Spain, France and Italy remain the largest markets in terms of international capacity and Türkiye has continued its upward trajectory. However, the strongest growth has been seen in Albania, increasing by 277% this summer compared with 2013, followed by Greece increasing by 147%, Türkiye by 114% and Croatia by 104%.

Fastest Growing Mediterranean Travel Destinations

To explore this in more detail we looked at holiday destinations in the Mediterranean with over 1 million international seats. The top 15 Mediterranean destinations by growth rate are all in the South East, all with an increase this summer in international seat capacity of over 100% compared with Summer 2013.  Seven of the hotspots are Greek destinations, with Santorini (JTR) growing by 366% and its fellow Cycladic island, Mykonos, growing by 250% in the last decade. The European Travel Commission confirmed in early 2023 that Greece is one of the countries American holidaymakers are most likely to travel to in 2023, overtaking Italy and Spain.  

Whilst catering to different target markets, the Greek Islands and capital offer a mix of beautiful beaches, historical cultural sites and culinary delights. Similarly over the past few decades Puglia, Southern Italy and Sicily have really exploded in popularity thanks to their unique combination of white sandy beaches, turquoise waters, and whitewashed medieval towns. 

The Balkan countries, Albania and Croatia have also proved to be alternative promising sunny destinations, with international capacity to Tirana (TIA), Albania’s capital, growing by 273% over the last 10 years. Tirana, Albania’s modern, quirky capital has recently been proclaimed the European Capital of Youth owing to its reputation as a centre of innovation and entrepreneurship. With its lively social scene and strong café culture, it is a favourite in the digital nomad scene. However, Albania’s greatest strength is its affordability as a Mediterranean destination and its openness to foreigners.  

Meanwhile Croatia is the newest country within the borderless Schengen Zone. Zadar is growing at the fastest rate amongst the Croatian destination by 171% vs 2013, 93% of which is served by low cost carriers.  The city is a perfect blend of history, food and adventure. It’s one of the oldest continuously inhabited cities in Croatia, set on the sparkling Adriatic Sea and surrounded by nature and worlds apart from Split or Dubrovnik’s cruise ship crowds.

Slowest Growing Mediterranean Travel Destinations

In contrast, the bottom 15 Mediterranean destinations by growth rate, grew by 55% or less compared with Summer 2013. Indeed Girona (GRO) in the Costa Brava Spain declined by 45% over the period. These all represent the more traditional and mature holiday spots within the Mediterranean.

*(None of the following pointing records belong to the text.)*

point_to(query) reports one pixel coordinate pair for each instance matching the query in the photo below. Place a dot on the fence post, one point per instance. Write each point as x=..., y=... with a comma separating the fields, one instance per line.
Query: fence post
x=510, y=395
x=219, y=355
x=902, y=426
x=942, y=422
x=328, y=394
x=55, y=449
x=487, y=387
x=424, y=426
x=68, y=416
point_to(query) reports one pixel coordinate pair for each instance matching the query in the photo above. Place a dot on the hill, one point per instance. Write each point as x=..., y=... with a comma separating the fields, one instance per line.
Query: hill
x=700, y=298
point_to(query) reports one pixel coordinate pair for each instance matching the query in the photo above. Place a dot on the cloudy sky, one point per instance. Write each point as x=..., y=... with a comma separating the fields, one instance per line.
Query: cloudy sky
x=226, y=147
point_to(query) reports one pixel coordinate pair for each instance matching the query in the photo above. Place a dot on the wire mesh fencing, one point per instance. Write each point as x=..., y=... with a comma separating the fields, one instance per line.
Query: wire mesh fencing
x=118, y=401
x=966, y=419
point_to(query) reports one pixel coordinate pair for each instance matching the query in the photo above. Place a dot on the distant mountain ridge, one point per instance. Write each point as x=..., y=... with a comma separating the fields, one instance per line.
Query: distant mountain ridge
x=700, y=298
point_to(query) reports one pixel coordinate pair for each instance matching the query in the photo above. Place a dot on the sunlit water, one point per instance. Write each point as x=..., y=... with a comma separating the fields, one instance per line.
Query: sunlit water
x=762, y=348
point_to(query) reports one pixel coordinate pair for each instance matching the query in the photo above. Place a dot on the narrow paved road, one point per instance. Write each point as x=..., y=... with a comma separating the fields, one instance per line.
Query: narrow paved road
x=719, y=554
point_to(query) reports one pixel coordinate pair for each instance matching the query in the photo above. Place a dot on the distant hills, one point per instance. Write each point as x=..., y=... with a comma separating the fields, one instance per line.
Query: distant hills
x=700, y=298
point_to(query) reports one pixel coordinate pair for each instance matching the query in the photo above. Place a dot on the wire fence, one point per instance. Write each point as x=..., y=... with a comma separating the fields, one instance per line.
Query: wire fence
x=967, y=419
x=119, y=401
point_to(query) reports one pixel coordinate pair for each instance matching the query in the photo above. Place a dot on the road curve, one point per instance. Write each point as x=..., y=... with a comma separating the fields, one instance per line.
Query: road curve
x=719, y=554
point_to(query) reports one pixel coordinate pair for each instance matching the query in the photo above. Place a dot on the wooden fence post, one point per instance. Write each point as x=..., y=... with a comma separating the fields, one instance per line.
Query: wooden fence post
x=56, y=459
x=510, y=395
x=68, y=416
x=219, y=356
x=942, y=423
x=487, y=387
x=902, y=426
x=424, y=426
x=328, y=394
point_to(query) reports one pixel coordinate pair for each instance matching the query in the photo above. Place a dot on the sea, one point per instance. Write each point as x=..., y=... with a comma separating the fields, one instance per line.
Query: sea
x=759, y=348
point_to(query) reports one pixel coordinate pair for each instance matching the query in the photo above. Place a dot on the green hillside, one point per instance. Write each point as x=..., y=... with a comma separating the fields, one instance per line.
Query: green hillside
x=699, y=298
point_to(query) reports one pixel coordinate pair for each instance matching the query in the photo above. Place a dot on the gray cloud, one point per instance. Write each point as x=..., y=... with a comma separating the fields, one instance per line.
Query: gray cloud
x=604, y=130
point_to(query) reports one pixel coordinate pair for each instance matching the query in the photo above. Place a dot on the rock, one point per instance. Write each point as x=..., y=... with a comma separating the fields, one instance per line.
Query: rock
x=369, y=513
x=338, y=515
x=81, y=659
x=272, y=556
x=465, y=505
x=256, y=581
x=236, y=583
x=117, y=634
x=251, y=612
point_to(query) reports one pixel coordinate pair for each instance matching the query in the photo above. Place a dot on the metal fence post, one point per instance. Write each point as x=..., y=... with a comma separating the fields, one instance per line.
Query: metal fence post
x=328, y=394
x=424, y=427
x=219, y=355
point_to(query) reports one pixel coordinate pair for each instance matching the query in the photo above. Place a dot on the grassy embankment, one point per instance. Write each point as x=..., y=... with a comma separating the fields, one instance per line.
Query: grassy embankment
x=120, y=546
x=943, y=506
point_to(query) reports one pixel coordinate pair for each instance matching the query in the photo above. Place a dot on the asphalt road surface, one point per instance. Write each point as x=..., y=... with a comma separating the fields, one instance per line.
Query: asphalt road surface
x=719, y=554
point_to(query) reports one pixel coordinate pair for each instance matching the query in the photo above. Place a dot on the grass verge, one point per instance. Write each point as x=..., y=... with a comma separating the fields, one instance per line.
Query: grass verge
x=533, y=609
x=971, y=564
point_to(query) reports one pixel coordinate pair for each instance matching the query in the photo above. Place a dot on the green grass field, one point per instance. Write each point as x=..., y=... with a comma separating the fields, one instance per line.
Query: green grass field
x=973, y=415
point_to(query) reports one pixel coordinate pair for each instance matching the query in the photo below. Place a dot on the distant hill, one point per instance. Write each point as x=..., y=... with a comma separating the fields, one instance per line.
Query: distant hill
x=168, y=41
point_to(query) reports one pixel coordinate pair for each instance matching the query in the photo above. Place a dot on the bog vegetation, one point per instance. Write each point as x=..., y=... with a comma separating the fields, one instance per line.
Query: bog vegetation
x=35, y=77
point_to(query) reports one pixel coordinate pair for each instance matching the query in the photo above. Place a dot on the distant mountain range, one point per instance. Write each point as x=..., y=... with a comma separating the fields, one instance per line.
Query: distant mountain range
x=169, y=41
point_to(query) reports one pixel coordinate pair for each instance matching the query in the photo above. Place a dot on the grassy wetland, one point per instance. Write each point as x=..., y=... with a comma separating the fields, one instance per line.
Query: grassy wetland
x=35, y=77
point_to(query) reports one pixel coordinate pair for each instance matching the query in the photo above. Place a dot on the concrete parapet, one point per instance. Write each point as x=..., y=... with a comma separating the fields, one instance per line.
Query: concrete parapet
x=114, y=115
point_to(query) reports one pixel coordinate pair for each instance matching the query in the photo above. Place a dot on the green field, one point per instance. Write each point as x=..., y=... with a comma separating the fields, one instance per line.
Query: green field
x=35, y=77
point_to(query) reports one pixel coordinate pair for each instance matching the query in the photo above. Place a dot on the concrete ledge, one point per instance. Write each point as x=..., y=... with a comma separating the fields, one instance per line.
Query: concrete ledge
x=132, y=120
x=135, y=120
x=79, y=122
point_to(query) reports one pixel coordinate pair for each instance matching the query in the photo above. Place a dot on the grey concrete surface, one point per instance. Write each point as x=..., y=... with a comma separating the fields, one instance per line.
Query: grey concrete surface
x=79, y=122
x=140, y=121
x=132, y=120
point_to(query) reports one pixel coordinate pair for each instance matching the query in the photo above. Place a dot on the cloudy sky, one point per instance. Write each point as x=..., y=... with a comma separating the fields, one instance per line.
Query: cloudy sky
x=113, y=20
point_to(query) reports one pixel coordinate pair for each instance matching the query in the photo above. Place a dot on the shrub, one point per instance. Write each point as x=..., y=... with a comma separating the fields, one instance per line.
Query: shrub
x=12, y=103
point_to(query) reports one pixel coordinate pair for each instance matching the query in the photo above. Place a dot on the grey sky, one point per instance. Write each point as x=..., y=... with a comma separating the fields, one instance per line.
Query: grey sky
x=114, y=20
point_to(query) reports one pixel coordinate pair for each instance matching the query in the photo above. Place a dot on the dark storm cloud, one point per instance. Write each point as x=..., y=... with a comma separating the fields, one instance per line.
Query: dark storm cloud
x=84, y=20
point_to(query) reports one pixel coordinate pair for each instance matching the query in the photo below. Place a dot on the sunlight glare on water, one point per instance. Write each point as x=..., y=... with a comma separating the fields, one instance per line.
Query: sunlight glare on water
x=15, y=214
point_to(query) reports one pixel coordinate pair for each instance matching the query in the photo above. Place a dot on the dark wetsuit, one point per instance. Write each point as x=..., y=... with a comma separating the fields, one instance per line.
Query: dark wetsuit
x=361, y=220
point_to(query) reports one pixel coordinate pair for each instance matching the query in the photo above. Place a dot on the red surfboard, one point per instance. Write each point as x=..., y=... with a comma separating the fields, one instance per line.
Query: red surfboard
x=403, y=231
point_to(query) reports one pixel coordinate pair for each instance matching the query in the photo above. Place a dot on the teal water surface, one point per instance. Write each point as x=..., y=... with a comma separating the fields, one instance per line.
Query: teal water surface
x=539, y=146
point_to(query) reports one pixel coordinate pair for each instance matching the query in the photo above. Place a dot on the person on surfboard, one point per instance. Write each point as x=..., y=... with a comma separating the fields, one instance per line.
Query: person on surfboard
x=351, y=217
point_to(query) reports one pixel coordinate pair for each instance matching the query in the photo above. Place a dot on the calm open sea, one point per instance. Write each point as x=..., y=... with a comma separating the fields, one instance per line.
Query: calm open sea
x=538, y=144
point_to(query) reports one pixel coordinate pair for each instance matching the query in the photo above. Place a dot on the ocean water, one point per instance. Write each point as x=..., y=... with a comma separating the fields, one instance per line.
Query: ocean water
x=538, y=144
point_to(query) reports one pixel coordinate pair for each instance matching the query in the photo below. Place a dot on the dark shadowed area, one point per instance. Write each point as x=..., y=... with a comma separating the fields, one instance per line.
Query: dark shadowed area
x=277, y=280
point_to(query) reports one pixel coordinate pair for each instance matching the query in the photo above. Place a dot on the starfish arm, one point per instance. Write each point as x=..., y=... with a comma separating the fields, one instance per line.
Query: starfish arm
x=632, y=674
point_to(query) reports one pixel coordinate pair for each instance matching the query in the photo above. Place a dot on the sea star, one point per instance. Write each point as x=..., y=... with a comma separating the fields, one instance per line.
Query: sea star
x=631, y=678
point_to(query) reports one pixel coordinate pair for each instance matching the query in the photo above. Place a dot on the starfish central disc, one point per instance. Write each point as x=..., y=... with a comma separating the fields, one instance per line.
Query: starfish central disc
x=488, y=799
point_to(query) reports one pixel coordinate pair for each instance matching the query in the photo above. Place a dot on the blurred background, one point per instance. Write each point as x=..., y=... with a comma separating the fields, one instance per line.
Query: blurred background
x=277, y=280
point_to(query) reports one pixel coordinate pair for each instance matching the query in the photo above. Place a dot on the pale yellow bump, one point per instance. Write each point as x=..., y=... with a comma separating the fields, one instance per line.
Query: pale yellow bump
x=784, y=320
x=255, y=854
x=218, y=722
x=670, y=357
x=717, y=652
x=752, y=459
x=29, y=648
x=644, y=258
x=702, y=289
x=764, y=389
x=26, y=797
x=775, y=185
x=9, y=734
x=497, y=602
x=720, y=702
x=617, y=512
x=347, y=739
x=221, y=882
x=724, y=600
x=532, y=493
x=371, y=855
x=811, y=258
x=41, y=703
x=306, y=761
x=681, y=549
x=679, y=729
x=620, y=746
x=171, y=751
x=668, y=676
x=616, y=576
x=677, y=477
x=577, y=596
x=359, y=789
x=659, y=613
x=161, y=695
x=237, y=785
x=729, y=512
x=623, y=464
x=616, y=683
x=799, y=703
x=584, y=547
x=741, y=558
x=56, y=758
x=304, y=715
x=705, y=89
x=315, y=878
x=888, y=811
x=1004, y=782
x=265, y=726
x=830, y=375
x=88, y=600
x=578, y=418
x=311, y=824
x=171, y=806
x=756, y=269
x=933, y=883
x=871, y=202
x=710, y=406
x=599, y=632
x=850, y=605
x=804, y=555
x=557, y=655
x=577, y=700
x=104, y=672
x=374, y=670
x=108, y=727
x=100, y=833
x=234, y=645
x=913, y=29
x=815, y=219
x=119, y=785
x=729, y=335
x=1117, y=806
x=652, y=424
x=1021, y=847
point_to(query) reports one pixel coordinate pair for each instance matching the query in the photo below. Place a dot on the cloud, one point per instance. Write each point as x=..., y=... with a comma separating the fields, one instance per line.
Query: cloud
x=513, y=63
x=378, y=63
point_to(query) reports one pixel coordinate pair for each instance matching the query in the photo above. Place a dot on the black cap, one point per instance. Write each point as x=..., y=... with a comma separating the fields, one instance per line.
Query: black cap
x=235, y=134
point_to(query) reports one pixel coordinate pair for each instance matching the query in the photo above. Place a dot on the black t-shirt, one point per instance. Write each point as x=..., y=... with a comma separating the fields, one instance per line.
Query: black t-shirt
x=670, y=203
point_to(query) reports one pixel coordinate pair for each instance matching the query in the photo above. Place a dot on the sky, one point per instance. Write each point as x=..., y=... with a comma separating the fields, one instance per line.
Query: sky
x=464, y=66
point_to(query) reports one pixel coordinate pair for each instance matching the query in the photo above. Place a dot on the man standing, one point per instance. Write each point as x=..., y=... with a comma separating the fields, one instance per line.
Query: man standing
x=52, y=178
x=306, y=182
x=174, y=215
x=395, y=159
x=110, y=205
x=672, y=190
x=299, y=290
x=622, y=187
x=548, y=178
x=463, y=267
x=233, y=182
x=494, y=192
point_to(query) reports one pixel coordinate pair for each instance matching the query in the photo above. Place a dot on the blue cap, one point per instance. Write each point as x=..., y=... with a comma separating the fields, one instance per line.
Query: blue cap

The South Eastern Mediterranean hotspots growing in appeal offer a combination of beautiful beaches, some of which could rival the white sands of the Caribbean, wonders of an ancient world and excellent cuisine.  Some destinations, such as Santorini are increasingly targeting the high-end market with luxury hotels set in its signature cave house architecture. Whilst visitors to Puglia are attracted to its magical, enchanted Grotta Palazzese Restaurant, created inside a cave accessed through the cliff top.  

Whether it is stunning views or idyllic beaches, it would seem that the Mediterranean visitor is increasingly looking for a special, authentic escape rather than a mainstream holiday and in the case of the newest destinations in the Balkans, at an affordable price.  It will be interesting to see whether the soaring temperatures, wildfires and torrential rains experienced by some of these key hotspots this summer will dampen their attraction.